Trouble is that today—my 70th birthday—I don’t feel old. Yes, I have grey hair, along with wrinkles in some places I would never mention in polite society. I do get annoying muscle cramps more often than I would like. But I can climb six flights of stairs several times a day, and the body that I see in the mirror looks a whole lot better than it did when I was 18. I have fewer aches and pains today than I did at age 50, a combination of eating better and getting more exercise. And good genes certainly don’t hurt.
Statistics tell me that I could live another 10-15 years; given my health and genes, it could be easily be another 30 (my mother lived to 90; I have countless friends with parents approaching 100). I’ve been encouraged by several articles I read of late, including a recent editorial in the New York Times by David Brooks, that report on the “U-Curve,”–the pattern of changing levels of emotional satisfaction over the course of life. Statistics on the U-curve suggest that happiness/ contentment declines from childhood to about age 50, and then trends upward more or less steadily. Given my own emotional pattern over the decades, I should be bordering on ecstasy by 100.
But do I really want to live another 30 years?
An interesting approach to the question of aging comes from physician, academician and bio-ethicist Ezekiel Emmanuel. In a recent article in the Atlantic Monthly, he coined the term “American immortal”—what he calls the obsession “with exercising, doing mental puzzles, consuming various juice and protein concoctions, sticking to strict diets, and popping vitamins and supplements, all in a valiant effort to cheat death and prolong life as long as possible.” You can add to his list, of course, all of the various medical interventions—mechanical, surgical and pharmaceutical—that we use to mask the reality of our inevitable aging and mortality.
Emmanuel has concluded that he would prefer to die at age 75. In his view, that is plenty long enough to have lived a full and rich life with a satisfying career, a good marriage and a thriving family, including grandchildren.
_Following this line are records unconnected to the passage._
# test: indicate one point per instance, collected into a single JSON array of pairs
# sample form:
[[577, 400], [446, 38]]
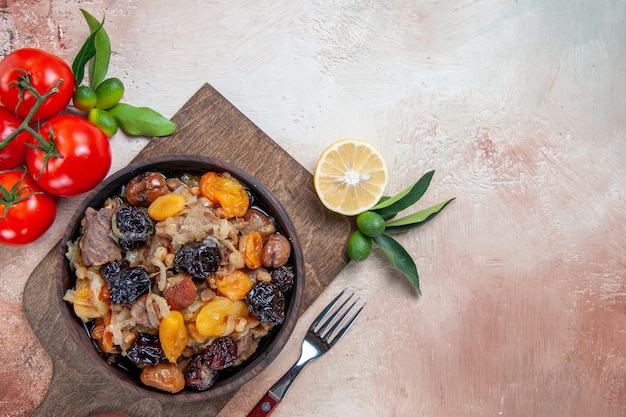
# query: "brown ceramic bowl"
[[269, 347]]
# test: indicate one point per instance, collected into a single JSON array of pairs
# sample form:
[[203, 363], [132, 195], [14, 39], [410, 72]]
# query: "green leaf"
[[86, 52], [400, 258], [416, 219], [99, 65], [390, 207], [141, 121]]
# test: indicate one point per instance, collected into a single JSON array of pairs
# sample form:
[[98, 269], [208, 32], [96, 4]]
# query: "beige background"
[[519, 106]]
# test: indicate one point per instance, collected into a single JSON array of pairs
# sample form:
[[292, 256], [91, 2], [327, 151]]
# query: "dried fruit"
[[198, 375], [200, 259], [226, 191], [173, 335], [164, 376], [87, 306], [165, 206], [146, 350], [182, 293], [252, 248], [276, 251], [125, 284], [267, 303], [234, 285], [283, 277], [218, 316], [221, 354], [145, 188], [131, 226]]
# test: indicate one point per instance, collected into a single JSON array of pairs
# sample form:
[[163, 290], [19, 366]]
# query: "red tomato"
[[85, 156], [13, 153], [43, 70], [26, 211]]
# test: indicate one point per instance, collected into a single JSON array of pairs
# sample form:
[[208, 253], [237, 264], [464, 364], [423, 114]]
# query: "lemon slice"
[[350, 177]]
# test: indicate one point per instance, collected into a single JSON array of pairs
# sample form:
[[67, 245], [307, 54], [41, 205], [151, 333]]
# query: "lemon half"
[[350, 176]]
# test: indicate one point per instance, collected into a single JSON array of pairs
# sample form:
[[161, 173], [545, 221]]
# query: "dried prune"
[[200, 259], [125, 284], [266, 302], [283, 278], [131, 226], [146, 350], [221, 354], [198, 375]]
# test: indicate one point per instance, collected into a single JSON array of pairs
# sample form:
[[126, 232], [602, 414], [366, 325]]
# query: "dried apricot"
[[234, 285], [252, 248], [88, 305], [219, 316], [165, 206], [226, 191], [173, 335], [164, 376]]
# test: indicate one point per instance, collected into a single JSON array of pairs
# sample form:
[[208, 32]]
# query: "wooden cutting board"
[[207, 125]]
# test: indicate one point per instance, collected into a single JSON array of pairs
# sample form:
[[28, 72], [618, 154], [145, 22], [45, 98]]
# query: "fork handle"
[[265, 406]]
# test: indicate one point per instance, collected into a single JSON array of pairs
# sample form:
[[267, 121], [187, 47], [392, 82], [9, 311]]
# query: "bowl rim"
[[179, 162]]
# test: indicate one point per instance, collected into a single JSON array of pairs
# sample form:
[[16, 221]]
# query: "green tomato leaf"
[[388, 208], [86, 52], [416, 219], [400, 258], [99, 65], [141, 121]]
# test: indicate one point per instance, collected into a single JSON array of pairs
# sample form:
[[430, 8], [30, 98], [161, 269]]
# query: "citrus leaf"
[[388, 208], [86, 52], [99, 65], [400, 258], [416, 219], [141, 121]]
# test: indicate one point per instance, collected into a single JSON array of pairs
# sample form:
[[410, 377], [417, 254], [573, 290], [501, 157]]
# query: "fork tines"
[[329, 330]]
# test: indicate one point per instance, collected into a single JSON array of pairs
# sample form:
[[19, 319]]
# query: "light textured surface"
[[519, 106]]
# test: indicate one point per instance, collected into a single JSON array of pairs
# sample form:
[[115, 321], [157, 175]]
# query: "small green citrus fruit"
[[370, 223], [103, 120], [84, 98], [109, 93], [359, 246]]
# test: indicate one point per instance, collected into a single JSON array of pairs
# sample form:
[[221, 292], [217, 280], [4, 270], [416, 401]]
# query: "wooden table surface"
[[519, 106]]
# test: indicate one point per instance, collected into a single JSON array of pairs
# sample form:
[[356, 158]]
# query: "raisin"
[[283, 278], [266, 302], [221, 354], [146, 350], [145, 188], [181, 294], [131, 226], [198, 375], [125, 284], [199, 259]]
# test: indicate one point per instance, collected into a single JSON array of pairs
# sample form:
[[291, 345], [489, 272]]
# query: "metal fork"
[[325, 331]]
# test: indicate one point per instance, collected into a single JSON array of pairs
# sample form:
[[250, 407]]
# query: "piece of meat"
[[96, 246]]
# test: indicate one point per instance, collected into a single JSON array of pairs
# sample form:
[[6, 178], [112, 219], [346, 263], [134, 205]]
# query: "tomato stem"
[[9, 198], [24, 84]]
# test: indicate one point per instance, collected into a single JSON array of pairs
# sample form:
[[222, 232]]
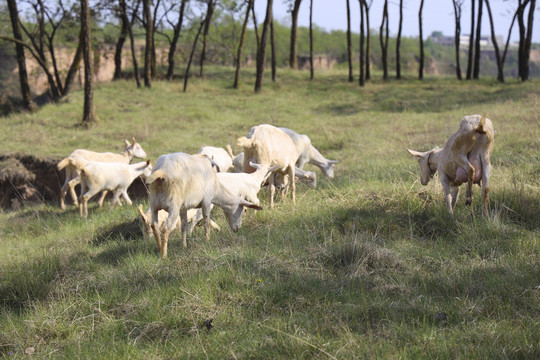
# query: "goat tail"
[[244, 142], [155, 175], [481, 124], [229, 150]]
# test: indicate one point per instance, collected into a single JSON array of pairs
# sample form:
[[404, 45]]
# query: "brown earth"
[[26, 179]]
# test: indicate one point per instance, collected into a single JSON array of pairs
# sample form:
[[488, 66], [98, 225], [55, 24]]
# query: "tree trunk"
[[186, 75], [261, 53], [398, 41], [368, 42], [362, 35], [147, 14], [500, 74], [88, 112], [174, 42], [26, 96], [311, 69], [293, 58], [349, 42], [118, 50], [470, 55], [207, 21], [421, 37], [384, 40], [457, 18], [477, 51], [241, 44]]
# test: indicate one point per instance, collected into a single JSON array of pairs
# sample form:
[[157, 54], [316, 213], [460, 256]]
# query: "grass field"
[[369, 265]]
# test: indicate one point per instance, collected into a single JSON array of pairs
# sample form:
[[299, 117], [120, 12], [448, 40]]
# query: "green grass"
[[359, 268]]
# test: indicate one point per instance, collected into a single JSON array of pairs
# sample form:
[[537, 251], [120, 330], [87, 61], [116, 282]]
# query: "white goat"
[[464, 158], [193, 216], [180, 182], [80, 157], [104, 176], [267, 145], [246, 185], [220, 157], [307, 153]]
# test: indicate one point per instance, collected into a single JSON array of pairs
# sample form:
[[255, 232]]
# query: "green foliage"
[[368, 265]]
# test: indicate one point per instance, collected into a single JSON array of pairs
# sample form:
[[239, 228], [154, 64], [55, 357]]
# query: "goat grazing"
[[104, 176], [80, 157], [180, 182], [464, 158], [267, 145]]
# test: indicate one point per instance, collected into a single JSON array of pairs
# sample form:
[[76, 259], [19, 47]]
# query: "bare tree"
[[26, 96], [398, 41], [261, 53], [383, 39], [349, 41], [294, 8], [208, 19], [470, 55], [477, 51], [500, 75], [311, 70], [249, 4], [458, 4], [89, 117], [421, 38], [147, 15]]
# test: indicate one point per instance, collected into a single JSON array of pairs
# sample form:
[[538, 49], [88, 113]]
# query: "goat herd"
[[184, 188]]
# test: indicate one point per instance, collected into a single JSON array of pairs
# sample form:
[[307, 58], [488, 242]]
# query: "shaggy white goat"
[[307, 153], [180, 182], [193, 216], [464, 158], [220, 157], [246, 185], [267, 145], [103, 176], [80, 157]]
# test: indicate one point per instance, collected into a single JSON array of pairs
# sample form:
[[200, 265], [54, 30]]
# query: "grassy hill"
[[369, 265]]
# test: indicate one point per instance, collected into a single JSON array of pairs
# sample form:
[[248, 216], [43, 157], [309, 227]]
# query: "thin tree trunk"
[[500, 75], [311, 70], [174, 42], [26, 95], [118, 50], [293, 58], [362, 35], [89, 117], [261, 53], [477, 51], [470, 55], [398, 41], [421, 37], [457, 18], [368, 42], [147, 14], [349, 42], [273, 48], [241, 45], [384, 40], [186, 75], [209, 14]]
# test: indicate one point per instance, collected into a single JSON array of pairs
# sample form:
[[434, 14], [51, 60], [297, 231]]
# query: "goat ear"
[[416, 153]]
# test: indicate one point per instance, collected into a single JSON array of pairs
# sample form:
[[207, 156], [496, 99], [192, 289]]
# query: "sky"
[[438, 15]]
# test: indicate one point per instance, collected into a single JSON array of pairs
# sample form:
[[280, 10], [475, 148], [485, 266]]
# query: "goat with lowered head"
[[465, 158], [180, 182], [79, 157]]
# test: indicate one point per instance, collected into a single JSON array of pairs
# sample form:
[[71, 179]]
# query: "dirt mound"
[[30, 179]]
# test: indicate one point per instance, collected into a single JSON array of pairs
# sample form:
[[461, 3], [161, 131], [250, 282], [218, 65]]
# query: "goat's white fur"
[[464, 158]]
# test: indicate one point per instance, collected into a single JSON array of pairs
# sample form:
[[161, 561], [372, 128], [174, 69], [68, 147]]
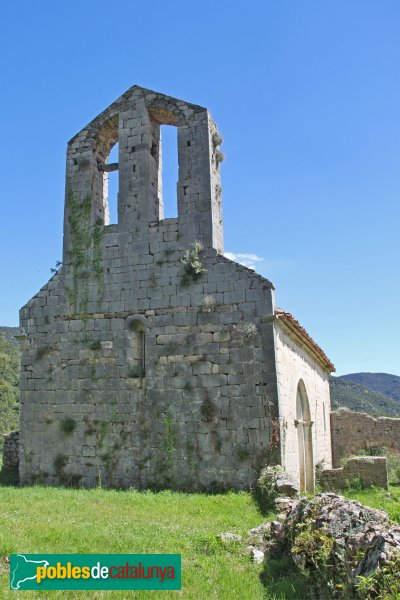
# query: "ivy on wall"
[[85, 252]]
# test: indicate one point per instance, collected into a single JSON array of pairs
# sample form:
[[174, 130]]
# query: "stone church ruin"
[[150, 359]]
It seems at first, to be a curious position for someone who opposes suicide, assisted or otherwise. But his argument is not that he refuses to live beyond 75. Rather, he has decided that as he approaches 75, he will cease taking pro-active steps to retard aging or prolong his life. No flu shots, vitamins, or anti-biotics. No screening exams. No surgical or mechanical (e.g., a pacemaker) interventions. No chemotherapy. No drugs (e.g., statins or blood pressure meds) to keep his bodily functions performing as if he was still young.
The only medical treatment he will consider is palliative care, if he needs it to keep him comfortable toward the end. In his words, “I will die when whatever comes first takes me.” This is, of course, what mankind has done for thousands of years … until medical technology took over the management of aging and death in the mid-1900’s.
I find his argument compelling, although I’m not sure 75 is the age I’d choose. Perhaps 80 or 85.
And I also find myself pondering the boundaries of palliative care. Shouldn’t it include the repair—surgical, pharmaceutical or mechanical— of traumatic events that diminish the quality of life but will not kill you? A broken arm or leg? A case of poison ivy. A hernia. And what about diet and exercise? Eating properly is own reward, just in how you feel, regardless of its long-term benefits for your health. Similarly, exercise stimulates brain chemicals that make you feel better, mentally and physically. Should I stop doing it simply because it has the age defying-ability to preserve muscle tone and bone density?
What would you do?
P.S. Emmanuel explicitly reserves the right to change his mind at any point along the way!